Wallet-as-a-Service (Palisade) supports Single Sign-On (SSO) using a third-party login.

SSO allows organization employees to use their existing third-party platform login details (for example, via Google, Okta, PingFederate etc.) to login to Wallet-as-a-Service (Palisade), rather than a separate Wallet-as-a-Service (Palisade)-specific username and password. This can greatly simplify the login process for customers.

When to use SSO with Wallet-as-a-Service (Palisade):

  • You are confident in your existing security posture and SSO configuration
  • You want to keep sign-in controls consistent across your organization

When NOT to use SSO with Wallet-as-a-Service (Palisade):

  • You want to segregate both authentication and authorization from your organization's single sign-on
  • You are not confident that your organization's SSO controls are strong enough to also protect your access to Wallet-as-a-Service (Palisade)

Important: Once you switch to using SSO with Wallet-as-a-Service (Palisade), it is your responsibility to secure your SSO access and ensure you have adequate governance controls in place that prevent unauthorized access to Wallet-as-a-Service (Palisade).

Configure SSO for your organization

Prerequisites

You must have administrator access (or equivalent) on your existing authentication platform, and administrator access in Wallet-as-a-Service (Palisade) to carry out the following steps.

  1. Navigate to the ‘Settings’ section of the Wallet-as-a-Service (Palisade) console and click on ‘Security’
  2. Username/password will be displayed as the default authentication method. Click ‘Add new method’.
  3. Click ‘Create connection’ --> ‘Get Started’ and then select your third-party platform
  4. Follow the setup wizard to connect your SSO platform to Wallet-as-a-Service (Palisade)
  5. Once complete, the new authentication method will be displayed in the ‘authentication methods’ table.
Important

Set the new authentication method to be the default method by clicking on the three dots in the ‘actions’ column. This is very important as once a user has been invited to Wallet-as-a-Service (Palisade), it is not possible to change the authentication method they use.

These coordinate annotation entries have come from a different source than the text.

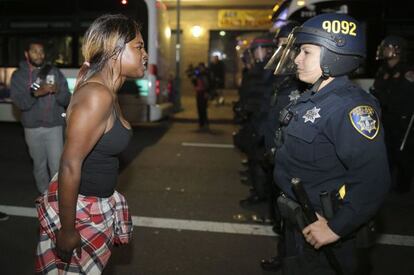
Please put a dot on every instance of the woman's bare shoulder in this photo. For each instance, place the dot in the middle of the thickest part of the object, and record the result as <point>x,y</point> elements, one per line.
<point>93,94</point>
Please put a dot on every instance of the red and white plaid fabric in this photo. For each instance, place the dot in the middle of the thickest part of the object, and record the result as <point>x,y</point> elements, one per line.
<point>101,222</point>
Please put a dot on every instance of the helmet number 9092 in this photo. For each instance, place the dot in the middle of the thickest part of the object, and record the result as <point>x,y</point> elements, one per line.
<point>336,26</point>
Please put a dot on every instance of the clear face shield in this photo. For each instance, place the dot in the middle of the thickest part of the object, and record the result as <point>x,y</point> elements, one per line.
<point>285,58</point>
<point>262,53</point>
<point>385,52</point>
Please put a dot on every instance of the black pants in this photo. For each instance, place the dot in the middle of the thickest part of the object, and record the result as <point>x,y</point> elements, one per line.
<point>401,162</point>
<point>202,109</point>
<point>301,258</point>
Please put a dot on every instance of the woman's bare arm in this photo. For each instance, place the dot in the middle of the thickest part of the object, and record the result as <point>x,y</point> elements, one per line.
<point>90,110</point>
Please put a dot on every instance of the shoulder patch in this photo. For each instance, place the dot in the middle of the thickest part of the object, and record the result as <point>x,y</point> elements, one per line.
<point>365,120</point>
<point>409,76</point>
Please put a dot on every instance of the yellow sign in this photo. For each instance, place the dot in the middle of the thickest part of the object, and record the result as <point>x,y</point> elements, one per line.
<point>244,18</point>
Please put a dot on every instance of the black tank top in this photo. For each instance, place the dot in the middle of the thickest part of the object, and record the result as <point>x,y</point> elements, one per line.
<point>100,168</point>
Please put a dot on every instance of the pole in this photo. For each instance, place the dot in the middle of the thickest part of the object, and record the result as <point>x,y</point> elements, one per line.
<point>177,99</point>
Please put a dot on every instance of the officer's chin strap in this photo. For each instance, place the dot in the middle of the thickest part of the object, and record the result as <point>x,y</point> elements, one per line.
<point>317,84</point>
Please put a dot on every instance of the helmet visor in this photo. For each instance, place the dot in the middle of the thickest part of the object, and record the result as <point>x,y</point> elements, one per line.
<point>271,64</point>
<point>286,64</point>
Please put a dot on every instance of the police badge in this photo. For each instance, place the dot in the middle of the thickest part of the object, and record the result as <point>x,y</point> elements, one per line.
<point>365,120</point>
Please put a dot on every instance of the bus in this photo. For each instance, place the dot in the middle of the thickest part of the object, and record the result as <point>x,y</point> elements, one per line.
<point>61,26</point>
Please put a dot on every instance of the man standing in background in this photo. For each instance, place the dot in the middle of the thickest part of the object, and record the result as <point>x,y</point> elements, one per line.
<point>41,92</point>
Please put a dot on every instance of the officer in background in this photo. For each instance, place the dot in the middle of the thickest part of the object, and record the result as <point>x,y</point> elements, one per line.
<point>394,87</point>
<point>41,92</point>
<point>287,89</point>
<point>258,88</point>
<point>332,139</point>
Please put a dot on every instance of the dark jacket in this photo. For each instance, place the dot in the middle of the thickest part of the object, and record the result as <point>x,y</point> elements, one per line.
<point>43,111</point>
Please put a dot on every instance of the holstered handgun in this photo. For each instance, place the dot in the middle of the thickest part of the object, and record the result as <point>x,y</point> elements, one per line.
<point>291,211</point>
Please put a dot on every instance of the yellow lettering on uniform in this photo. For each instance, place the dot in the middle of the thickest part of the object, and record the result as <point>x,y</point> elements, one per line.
<point>342,191</point>
<point>336,26</point>
<point>352,31</point>
<point>326,25</point>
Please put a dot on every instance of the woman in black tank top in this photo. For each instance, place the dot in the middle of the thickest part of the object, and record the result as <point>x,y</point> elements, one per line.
<point>82,198</point>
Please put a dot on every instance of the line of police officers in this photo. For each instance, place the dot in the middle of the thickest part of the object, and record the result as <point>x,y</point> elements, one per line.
<point>310,123</point>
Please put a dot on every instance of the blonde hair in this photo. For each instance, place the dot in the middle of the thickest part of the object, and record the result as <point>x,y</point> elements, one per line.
<point>105,38</point>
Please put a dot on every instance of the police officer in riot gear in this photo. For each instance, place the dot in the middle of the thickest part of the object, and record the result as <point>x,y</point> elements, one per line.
<point>259,87</point>
<point>287,88</point>
<point>394,87</point>
<point>332,139</point>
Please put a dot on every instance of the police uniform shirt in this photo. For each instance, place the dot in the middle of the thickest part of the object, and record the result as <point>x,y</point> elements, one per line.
<point>333,139</point>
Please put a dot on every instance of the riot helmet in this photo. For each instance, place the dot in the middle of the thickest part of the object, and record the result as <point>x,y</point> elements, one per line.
<point>340,37</point>
<point>262,47</point>
<point>392,46</point>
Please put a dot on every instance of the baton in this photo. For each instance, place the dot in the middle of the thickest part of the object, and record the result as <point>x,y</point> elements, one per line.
<point>407,132</point>
<point>311,217</point>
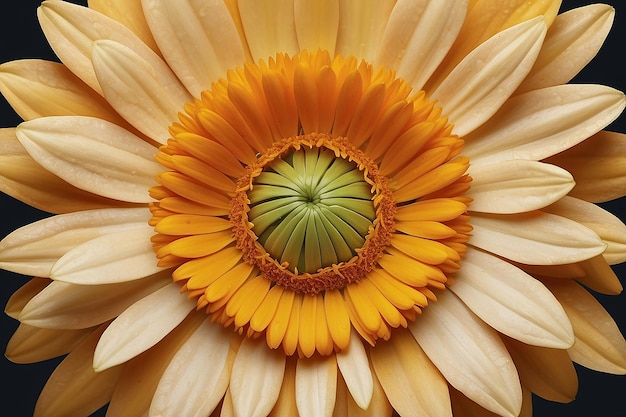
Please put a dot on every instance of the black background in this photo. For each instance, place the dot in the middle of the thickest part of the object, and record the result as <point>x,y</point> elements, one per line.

  1. Invite users as normal to Wallet-as-a-Service (Palisade) using their existing SSO email address
  2. The user can then accept their invite as normal and login to Wallet-as-a-Service (Palisade) by clicking ‘Continue with SSO’

SSO login screen

If you would like the authentication method to vary depending on which user you are inviting to Wallet-as-a-Service (Palisade), simply change the default authentication method to your desired method before sending the invite.